Novella a Day in May 2023 – No.1

The Story of Stanley Brent – Elizabeth Berridge (1945) 75 pages

Oh dear, I am so behind on everyone’s blogs and of course my own blogging. I hope everyone is well and reading lots of lovely books, and that those in the northern hemisphere are enjoying the longer, lighter days. I’m really hoping May sees me catching up with the blogosphere, and against my better judgement I’m going to give my annual Novella a Day in May a bash too…

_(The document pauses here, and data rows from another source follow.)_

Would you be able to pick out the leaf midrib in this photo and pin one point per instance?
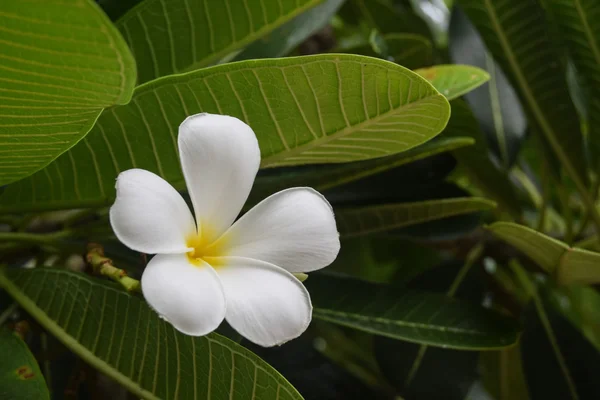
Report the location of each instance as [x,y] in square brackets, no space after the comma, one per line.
[69,341]
[348,130]
[234,44]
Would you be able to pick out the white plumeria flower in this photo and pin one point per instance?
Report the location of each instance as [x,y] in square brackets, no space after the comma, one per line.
[208,270]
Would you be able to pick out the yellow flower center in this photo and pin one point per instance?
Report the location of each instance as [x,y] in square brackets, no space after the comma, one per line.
[203,249]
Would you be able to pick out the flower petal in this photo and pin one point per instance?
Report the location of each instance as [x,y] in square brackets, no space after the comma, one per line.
[294,229]
[265,303]
[149,215]
[220,158]
[188,296]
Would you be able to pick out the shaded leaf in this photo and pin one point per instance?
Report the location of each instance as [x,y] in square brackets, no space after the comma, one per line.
[503,376]
[454,80]
[566,264]
[327,177]
[407,49]
[424,318]
[517,35]
[118,334]
[558,362]
[284,39]
[62,62]
[479,167]
[20,375]
[366,220]
[388,18]
[285,101]
[495,104]
[176,36]
[577,23]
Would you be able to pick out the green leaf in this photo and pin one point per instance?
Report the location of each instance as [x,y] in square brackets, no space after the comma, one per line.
[20,375]
[323,178]
[407,49]
[568,265]
[284,39]
[359,221]
[176,36]
[503,374]
[495,105]
[425,318]
[388,18]
[553,352]
[454,80]
[479,168]
[62,62]
[578,26]
[317,109]
[517,35]
[118,334]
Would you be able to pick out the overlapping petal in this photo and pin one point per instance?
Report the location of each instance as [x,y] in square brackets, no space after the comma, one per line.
[294,229]
[149,215]
[265,304]
[220,158]
[190,297]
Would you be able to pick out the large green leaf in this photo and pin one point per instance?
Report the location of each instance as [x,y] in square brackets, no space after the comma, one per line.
[425,318]
[480,169]
[285,38]
[317,109]
[454,80]
[182,35]
[323,178]
[577,21]
[517,35]
[495,104]
[20,375]
[407,49]
[357,221]
[118,334]
[61,63]
[568,265]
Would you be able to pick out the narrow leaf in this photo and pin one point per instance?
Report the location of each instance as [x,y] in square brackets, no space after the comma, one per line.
[303,110]
[323,178]
[424,318]
[454,80]
[407,49]
[287,37]
[517,35]
[577,21]
[62,62]
[366,220]
[119,335]
[478,165]
[20,375]
[495,104]
[568,265]
[182,35]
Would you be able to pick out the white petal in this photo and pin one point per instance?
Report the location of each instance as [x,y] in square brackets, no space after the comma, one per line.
[265,303]
[220,158]
[188,296]
[149,215]
[294,229]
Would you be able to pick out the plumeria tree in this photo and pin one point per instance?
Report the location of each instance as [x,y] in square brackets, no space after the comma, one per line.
[319,199]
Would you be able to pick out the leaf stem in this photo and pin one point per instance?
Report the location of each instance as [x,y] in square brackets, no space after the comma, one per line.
[35,238]
[104,266]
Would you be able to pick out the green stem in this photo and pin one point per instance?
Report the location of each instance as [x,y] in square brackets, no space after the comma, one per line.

Elizabeth Berridge is a writer that I really wanted to get to, and thankfully she has a couple of novellas to her name, so this month seemed the perfect time. The Story of Stanley Brent was her debut and at 75 pages it just makes my criteria for a novella* rather than a short story (in modern editions, my old edition is a bit shorter so I’m starting the month by cheating 😀 )

Opening five years into the last century with a proposal of marriage hastily undertaken on an aunt’s landing, Berridge expertly sets up the themes of her novella: domesticity, social awkwardness, romantic hopes butting up against worldly realities (in this instance, not being able to embrace fully as Ada is in a dressing gown and risks her decency).

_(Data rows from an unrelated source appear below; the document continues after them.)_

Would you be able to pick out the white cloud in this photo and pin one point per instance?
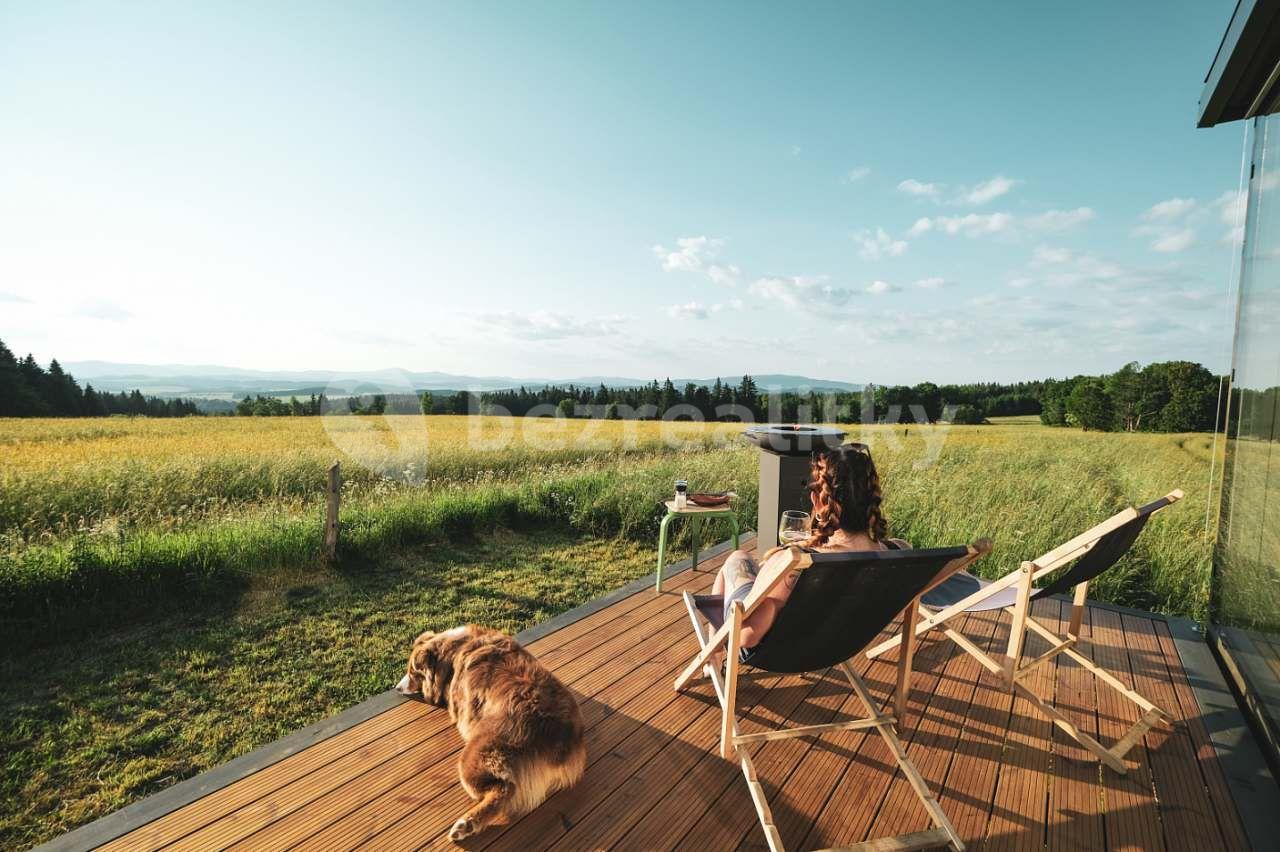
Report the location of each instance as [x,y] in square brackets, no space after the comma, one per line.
[878,244]
[695,255]
[922,225]
[1046,256]
[551,325]
[690,253]
[795,291]
[1169,210]
[727,275]
[990,189]
[690,311]
[969,225]
[1230,209]
[914,187]
[1060,219]
[1174,242]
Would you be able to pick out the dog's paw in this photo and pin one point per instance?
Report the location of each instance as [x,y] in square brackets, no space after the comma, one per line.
[462,829]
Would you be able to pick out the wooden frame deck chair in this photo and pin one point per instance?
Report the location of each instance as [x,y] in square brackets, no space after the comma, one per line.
[840,603]
[1093,552]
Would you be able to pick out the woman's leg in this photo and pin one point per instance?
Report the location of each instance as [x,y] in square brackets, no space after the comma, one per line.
[739,569]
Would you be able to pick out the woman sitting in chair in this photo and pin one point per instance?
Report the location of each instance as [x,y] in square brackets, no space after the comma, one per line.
[845,495]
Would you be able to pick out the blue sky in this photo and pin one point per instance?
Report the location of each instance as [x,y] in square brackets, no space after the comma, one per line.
[863,191]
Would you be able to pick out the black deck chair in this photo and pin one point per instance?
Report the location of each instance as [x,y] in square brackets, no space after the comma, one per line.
[1092,553]
[841,601]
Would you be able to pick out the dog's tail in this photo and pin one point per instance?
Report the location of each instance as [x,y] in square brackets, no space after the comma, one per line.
[539,778]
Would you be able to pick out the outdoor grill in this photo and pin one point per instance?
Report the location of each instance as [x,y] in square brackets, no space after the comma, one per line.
[785,452]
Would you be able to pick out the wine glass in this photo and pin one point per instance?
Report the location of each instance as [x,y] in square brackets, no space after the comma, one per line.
[792,527]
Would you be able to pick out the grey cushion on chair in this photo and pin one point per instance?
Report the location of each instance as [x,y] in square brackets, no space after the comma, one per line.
[1104,554]
[959,586]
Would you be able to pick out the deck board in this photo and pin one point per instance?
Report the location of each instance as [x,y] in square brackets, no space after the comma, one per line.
[656,781]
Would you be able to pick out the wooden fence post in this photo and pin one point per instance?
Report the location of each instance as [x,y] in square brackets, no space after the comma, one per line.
[333,497]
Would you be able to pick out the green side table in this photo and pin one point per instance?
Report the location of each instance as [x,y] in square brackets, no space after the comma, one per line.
[696,514]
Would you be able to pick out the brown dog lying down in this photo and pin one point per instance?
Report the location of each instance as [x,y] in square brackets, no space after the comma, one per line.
[521,728]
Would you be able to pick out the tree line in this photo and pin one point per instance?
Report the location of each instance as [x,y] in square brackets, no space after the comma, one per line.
[31,390]
[1166,397]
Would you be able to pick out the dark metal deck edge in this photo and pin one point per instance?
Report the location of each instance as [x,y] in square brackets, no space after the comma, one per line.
[1248,777]
[167,801]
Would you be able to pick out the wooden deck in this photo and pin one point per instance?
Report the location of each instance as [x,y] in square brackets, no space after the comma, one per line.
[656,781]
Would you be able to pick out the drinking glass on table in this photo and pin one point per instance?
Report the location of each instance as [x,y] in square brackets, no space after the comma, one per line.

The proposal brings out the very different characters of the titular protagonist and his betrothed:

“Ada saved quietly and fiercely for a good home, Stanley lived in the moment and hoped for some stroke of luck, content with the right to kiss his fiancé and hold her hand without reproach, to sit out dances with her. She was promised to him, that was enough.”

Things being enough while Ada hopes for more, will continue through their marriage. Stanley, so determinedly placed by Berridge at the centre of the story, is rarely the leading man of his own life. He drifts into middle management but doesn’t drive the estate agency in any direction and fails to keep up with the changing world. The First World War happens away from him, unable to join up due to a back problem. The Great Strike has a limited impact on his life beyond the train disruption challenging his commuting routine.

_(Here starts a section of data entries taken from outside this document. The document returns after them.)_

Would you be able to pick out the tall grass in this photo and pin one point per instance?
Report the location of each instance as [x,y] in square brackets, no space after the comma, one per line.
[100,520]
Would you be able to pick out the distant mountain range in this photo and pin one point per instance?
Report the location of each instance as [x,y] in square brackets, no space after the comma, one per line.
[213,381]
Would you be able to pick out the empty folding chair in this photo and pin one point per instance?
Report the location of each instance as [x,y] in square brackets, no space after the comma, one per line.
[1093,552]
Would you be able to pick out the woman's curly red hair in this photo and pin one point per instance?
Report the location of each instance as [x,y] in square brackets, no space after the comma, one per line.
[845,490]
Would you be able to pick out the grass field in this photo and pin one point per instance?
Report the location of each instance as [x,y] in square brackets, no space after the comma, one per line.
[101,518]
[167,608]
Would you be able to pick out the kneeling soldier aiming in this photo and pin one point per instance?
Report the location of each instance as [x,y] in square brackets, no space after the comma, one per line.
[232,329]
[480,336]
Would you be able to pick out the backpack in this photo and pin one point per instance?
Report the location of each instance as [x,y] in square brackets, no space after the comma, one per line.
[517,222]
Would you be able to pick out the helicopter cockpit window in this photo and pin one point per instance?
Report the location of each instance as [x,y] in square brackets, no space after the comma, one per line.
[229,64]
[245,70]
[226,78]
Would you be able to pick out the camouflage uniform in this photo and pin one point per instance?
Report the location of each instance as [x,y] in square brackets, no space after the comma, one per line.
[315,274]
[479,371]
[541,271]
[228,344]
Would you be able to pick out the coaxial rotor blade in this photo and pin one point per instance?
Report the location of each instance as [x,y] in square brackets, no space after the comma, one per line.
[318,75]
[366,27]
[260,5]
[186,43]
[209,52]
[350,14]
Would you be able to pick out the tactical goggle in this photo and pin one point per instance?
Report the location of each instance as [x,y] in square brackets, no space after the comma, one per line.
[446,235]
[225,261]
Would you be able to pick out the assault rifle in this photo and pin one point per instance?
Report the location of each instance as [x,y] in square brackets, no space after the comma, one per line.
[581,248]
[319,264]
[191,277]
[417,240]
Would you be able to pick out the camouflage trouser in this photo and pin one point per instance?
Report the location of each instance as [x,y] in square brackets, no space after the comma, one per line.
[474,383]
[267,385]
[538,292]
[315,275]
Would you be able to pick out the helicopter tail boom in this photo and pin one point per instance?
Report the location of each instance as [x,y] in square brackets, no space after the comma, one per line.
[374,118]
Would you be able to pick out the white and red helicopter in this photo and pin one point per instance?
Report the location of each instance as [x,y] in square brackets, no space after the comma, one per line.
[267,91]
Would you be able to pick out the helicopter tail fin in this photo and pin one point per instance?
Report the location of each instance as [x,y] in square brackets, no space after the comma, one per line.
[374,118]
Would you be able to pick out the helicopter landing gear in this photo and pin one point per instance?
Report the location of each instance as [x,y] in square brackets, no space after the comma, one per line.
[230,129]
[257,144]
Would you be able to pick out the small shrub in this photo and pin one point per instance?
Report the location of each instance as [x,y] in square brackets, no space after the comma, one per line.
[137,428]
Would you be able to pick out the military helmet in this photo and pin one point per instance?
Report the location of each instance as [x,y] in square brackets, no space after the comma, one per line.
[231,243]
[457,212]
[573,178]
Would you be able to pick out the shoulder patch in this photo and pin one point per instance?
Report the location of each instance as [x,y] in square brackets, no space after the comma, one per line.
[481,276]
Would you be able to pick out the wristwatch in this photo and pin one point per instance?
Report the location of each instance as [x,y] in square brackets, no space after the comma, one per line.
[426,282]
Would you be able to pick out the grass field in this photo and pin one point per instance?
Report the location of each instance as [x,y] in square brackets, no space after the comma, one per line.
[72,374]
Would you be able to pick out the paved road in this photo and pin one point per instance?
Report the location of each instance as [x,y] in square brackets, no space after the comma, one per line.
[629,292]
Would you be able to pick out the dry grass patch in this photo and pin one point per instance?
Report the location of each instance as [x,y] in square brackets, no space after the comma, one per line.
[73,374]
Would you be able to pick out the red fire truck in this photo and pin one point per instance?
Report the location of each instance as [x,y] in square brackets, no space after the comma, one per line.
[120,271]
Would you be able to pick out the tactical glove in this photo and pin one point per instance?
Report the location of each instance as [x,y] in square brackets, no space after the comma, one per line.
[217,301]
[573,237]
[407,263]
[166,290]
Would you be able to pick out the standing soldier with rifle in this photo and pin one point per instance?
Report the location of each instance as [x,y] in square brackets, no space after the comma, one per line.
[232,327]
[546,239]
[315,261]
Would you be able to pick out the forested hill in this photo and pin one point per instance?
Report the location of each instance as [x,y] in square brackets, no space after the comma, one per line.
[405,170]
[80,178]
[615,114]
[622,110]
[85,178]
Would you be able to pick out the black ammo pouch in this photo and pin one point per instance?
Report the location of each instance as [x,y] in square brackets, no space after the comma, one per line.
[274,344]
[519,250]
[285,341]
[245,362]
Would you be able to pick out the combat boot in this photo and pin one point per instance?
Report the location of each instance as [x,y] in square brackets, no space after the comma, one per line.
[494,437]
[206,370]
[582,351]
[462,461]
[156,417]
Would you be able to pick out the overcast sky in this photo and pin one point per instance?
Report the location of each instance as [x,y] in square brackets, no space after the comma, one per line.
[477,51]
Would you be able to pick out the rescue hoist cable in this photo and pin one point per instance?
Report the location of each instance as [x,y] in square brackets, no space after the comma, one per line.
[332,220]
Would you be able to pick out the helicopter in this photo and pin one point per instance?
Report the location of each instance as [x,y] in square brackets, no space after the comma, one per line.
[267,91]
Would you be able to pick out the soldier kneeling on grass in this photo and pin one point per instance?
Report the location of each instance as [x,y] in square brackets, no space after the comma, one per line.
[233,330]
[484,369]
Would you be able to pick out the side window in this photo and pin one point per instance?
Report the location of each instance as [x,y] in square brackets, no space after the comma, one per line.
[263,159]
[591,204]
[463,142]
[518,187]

His lack of reflection or insight has traumatic consequences for Ada on their wedding night. The impact of total sexual ignorance is dealt with frankly by Berridge, reminding me of Ian McEwan’s On Chesil Beach:

“That her body, washed meticulously and yet ignored by her, should attain such an importance, should cause a good and decent man like Stanley to be so – so bestial and undignified, was shattering. If Stanley could not be trusted, who could? And yet her friends who were married seemed happy enough, they had children… at this a fierce fearful doubt struck her. Suppose they, as Stanley had said, taut and angry, his patience gone, suppose they enjoyed this hateful and frightening thing?”

Somehow the couple recover, conceive two children, and things tick along. Ada has an extra-marital affair, Stanley drinks more heavily over the years. They are lives of quiet desperation, and I felt Stanley’s story was a sad one, all the more so because he didn’t seem to realise he had the power to make it a different one.  

“He shook his head. It was all too big for him, he must keep to the small things, the concrete reasons, solid as stepping stones in turbulent waters.”

His father-in-law is another powerless, sad man in the story, one who plays an unfinished tune on the violins he makes and mends. A melancholy refrain in the book but somehow I didn’t find TSOSB depressing. It ends on a hopeful note, but one which may or may not be realised.

I was so impressed by this first encounter with Elizabeth Berridge and it definitely made me keen to read more. I have Across the Common by her and it’s fewer than 200 pages so maybe I’ll even manage it later this month 😊

Someone less impressed than me was a previous owner of my very old secondhand copy, who inscribed it with the following:

“Berthe, from Mother. Sorry, a very bad choice. No Spiritual Outlook. October 1945.”

I would love to have known how Berthe found it. I hope she enjoyed it more than her mother did.